Adele stayed during Pillar of Defense but chose to leave during Cast Lead. In between the two operations, the decision to stay was made easier, in a manner of speaking, when every home within 4.5 kilometers of the Gaza border received a safe room. This did not reduce the number of rockets, but it did give residents a means of coping with them. Adele was able to sleep in a safe room for the eight days of Pillar of Defense. During the day, she knew she had somewhere to go when the red alert went off.
Now, she says, “99 percent of the time, you feel secure.” Janet Swierzenski, a member of Nir Yitzhak, said that life is somehow more tranquil. But while the physical attacks have slowed, “the trauma of the past,” as Adele calls it, remains: The long-term psychological impact of the terrifying randomness of rockets and mortars. It leaves few untouched.
In Amos Oz’s book Scenes from Village Life, Pesach Kedem claims to hear knocking and digging at night from under his house. So does Adel, an Arab student living in a hut at the bottom of his garden. Each man believes the other is responsible. Adel thinks the old man Pesach is walking in his sleep, while Pesach believes Adel is scratching away in search of “some document or ancient proof that this property once belonged to his forebears.” Pesach’s daughter, Rachel, dismisses the sounds as nocturnal imaginings.
But the fear begins to spread. Soon, Rachel also hears the sounds, “as though the floor tiles are being scraped with a nail.” She checks the shutters and curtains, searching for a draft or traces of animal life. She looks under the bed, holding her breath. She hears nothing. But as soon as she gets back under the sheets and turns off the light, “the gnawing sounds again.” She looks outside, but sees no one. In the deep stillness of the night, Rachel “stands there trembling alone in the dark under the blurred stars.”
The nights in the Eshkol today are often sleepless, a legacy of the initial trauma of being awoken by rocket fire, or the restless anticipation of a red alert. I heard rumors that, like Oz’s characters, residents of Nirim heard and reported digging under their houses. The IDF investigated the reports, but found nothing.
The nightmares have some basis in fact. Terrorists regularly tunnel under Gaza’s borders to facilitate smuggling and terror attacks. These tunnels are a very real and present danger in the Eshkol region. At Kerem Shalom, Andy took me as close as we could go to the border and showed me the field—now sewn with potatoes—where Gilad Shalit was abducted on June 25, 2006. The kidnapping was committed by Hamas terrorists who crossed into Israel via tunnels dug beneath the double wall and security strip Israel built after the Gaza disengagement.
Further north, January rains exposed a tunnel close to Nir Oz. The IDF described it as “large enough to carry people and is the same kind of tunnel used in 2006 to ambush IDF soldiers and kidnap Gilad Shalit.” At Nir Oz and Nirim, Nir Yitzhak and Kerem Shalom, the pervasive dread that one day these tunnels will open themselves up inside the kibbutzim with unspeakable consequences, was startling.
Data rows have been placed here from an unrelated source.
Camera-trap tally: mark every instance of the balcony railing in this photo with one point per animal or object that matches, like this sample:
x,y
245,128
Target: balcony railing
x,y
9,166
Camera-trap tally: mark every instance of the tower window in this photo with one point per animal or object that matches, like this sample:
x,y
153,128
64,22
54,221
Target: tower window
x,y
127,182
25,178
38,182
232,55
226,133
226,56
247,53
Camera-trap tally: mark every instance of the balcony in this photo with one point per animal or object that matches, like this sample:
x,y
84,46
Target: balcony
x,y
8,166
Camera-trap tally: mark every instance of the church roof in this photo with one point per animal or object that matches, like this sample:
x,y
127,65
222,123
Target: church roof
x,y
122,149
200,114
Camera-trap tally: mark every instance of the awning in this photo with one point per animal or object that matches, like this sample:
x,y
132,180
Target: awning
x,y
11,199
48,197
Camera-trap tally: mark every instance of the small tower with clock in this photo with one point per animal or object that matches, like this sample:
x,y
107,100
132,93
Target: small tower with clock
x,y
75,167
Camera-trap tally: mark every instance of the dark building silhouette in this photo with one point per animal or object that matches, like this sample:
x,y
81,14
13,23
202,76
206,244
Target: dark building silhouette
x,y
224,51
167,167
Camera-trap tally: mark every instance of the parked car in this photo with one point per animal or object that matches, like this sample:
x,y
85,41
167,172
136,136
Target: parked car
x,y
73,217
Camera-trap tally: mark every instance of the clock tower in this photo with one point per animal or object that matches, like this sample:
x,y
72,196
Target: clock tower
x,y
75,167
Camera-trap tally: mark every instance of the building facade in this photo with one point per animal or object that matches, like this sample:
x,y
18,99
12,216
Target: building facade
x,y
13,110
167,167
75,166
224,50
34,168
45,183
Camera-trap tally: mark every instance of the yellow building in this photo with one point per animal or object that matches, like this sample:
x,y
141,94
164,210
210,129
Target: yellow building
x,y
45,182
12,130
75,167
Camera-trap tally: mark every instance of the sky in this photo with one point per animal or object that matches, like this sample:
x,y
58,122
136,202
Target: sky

As in Oz’s story, the whispers and rumors, the digging and gnawing, and the terror of the night speak to a certain existential fear. This is the long-term impact of living in isolated settlements where the enemy is so close yet mostly invisible and unpredictable. The rockets are chillingly random. No one knows they are coming until the red alert sounds or they hit the ground. Tunnels are usually discovered too late, as in the case of Gilad Shalit. Residents tell me about hearing gunfire from Gush Katif, which has been turned into a terrorist training camp.
In the Eshkol, the threat of destruction is a very real and permanent one. The question on the minds of its inhabitants is not if there will be a future war, but when it will come.
The terror and trauma of all this weighs heavily on the Eshkol’s children. Studies conducted in the town of Sderot—which is located roughly the same distance from the border—have found that 45 percent of the town’s children suffer from some form of Post-Traumatic Stress Disorder. This often manifests itself in development regression: Young children go back to using the bottle or wetting the bed; they are afraid to take a bath or go to sleep by themselves; they cry more often and have difficulty sleeping.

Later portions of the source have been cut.